SEQMIX is a C++ program that takes advantage of off-targeted sequence reads from exome/targeted sequencing experiments for accurate local ancestry inference.
Before running SEQMIX, it is important to LD prune your data so that pairs of sites in high LD (r^2 > 0.1) are identified and only the one with a higher sequence depth are included into the model. As the sequence depth distribution is sample dependent, it is necessary to prune the sequence data for each individual.

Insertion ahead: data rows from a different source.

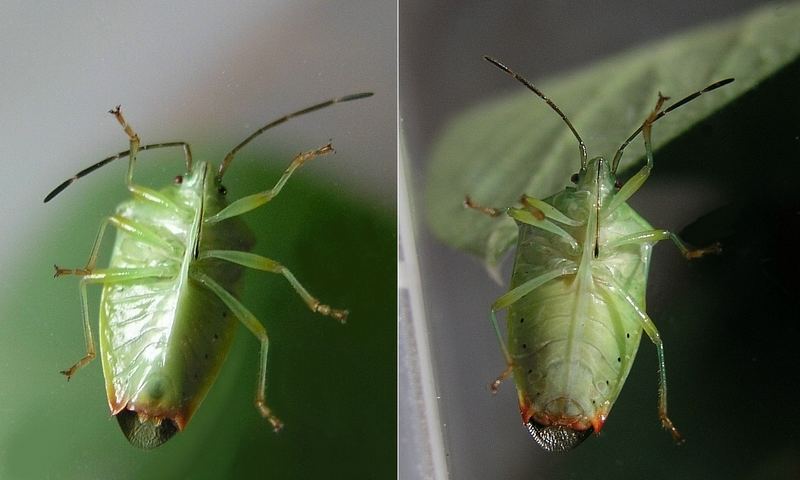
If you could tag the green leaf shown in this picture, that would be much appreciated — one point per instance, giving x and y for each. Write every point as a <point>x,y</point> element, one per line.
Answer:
<point>514,145</point>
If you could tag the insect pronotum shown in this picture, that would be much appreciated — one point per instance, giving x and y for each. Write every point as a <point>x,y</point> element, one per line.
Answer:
<point>576,305</point>
<point>171,284</point>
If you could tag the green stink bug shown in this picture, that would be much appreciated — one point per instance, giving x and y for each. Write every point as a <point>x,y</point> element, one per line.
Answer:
<point>171,283</point>
<point>576,307</point>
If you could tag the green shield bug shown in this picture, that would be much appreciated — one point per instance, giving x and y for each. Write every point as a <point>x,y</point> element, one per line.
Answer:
<point>576,304</point>
<point>171,284</point>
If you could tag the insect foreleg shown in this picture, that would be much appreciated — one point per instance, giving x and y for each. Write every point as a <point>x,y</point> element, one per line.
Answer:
<point>508,299</point>
<point>103,276</point>
<point>490,211</point>
<point>251,202</point>
<point>524,215</point>
<point>548,211</point>
<point>258,262</point>
<point>650,329</point>
<point>636,181</point>
<point>86,171</point>
<point>653,236</point>
<point>252,324</point>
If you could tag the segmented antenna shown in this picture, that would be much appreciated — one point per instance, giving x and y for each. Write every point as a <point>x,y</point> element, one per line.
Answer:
<point>229,157</point>
<point>581,145</point>
<point>679,103</point>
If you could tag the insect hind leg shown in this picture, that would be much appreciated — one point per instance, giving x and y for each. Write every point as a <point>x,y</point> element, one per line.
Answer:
<point>256,328</point>
<point>650,329</point>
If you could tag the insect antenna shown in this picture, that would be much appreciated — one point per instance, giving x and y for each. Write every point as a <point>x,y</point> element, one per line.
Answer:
<point>86,171</point>
<point>581,145</point>
<point>229,157</point>
<point>679,103</point>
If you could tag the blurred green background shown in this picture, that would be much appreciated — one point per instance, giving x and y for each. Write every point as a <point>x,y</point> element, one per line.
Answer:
<point>332,385</point>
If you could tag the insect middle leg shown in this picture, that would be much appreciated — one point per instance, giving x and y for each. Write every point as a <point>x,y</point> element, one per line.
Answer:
<point>653,236</point>
<point>507,299</point>
<point>251,322</point>
<point>105,277</point>
<point>258,262</point>
<point>650,329</point>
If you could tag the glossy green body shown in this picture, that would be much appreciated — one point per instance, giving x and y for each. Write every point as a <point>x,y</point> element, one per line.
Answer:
<point>573,340</point>
<point>163,340</point>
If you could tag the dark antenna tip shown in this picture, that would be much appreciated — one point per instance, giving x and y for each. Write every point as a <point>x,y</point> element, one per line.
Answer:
<point>356,96</point>
<point>529,85</point>
<point>660,114</point>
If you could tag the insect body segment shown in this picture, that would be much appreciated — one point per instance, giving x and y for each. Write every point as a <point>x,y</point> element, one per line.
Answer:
<point>169,291</point>
<point>576,308</point>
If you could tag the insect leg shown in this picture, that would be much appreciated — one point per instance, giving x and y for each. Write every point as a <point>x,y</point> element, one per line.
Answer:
<point>526,216</point>
<point>104,276</point>
<point>636,181</point>
<point>650,328</point>
<point>547,210</point>
<point>258,262</point>
<point>252,324</point>
<point>507,300</point>
<point>251,202</point>
<point>492,212</point>
<point>653,236</point>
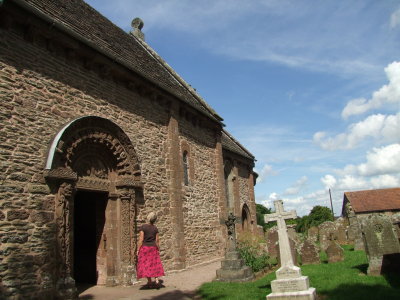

Here is a tar ball Media:SEQMIX_0.1.tar which compresses the following three folders
- libsrc: a folder contains source code from code written by Goncalo
- src: source code for SEQMIX
- Release: example files and command as well as the Readme.txt file that explains how to run SEQMIX
Before you run SEQMIX, or even while you are running SEQMIX examples (summarized by the example.sh file), please refer to the Readme.txt file for detailed explanation of the two steps for running SEQMIX.
Note that SEQMIX requires these specified files
- allele frequency for Africans
- allele frequency for European
- genetic distance file
- input vcf
The input vcf file is generated from sequencing experiment and the downstream data processing steps. The allele frequency and genetic distance files should be prepared by users and sometimes are tedious to do. The good news is that I have used these files for the whole genome level. Please contact me (firstname.lastname@example.org) if you would like to use it. I will point you to the path if you are internal user and will figure out a way to share them (These files are fairly big) if you are a external users.
Whole genome ancestry inference with ultra low coverage sequence data can be analyzed with LASER.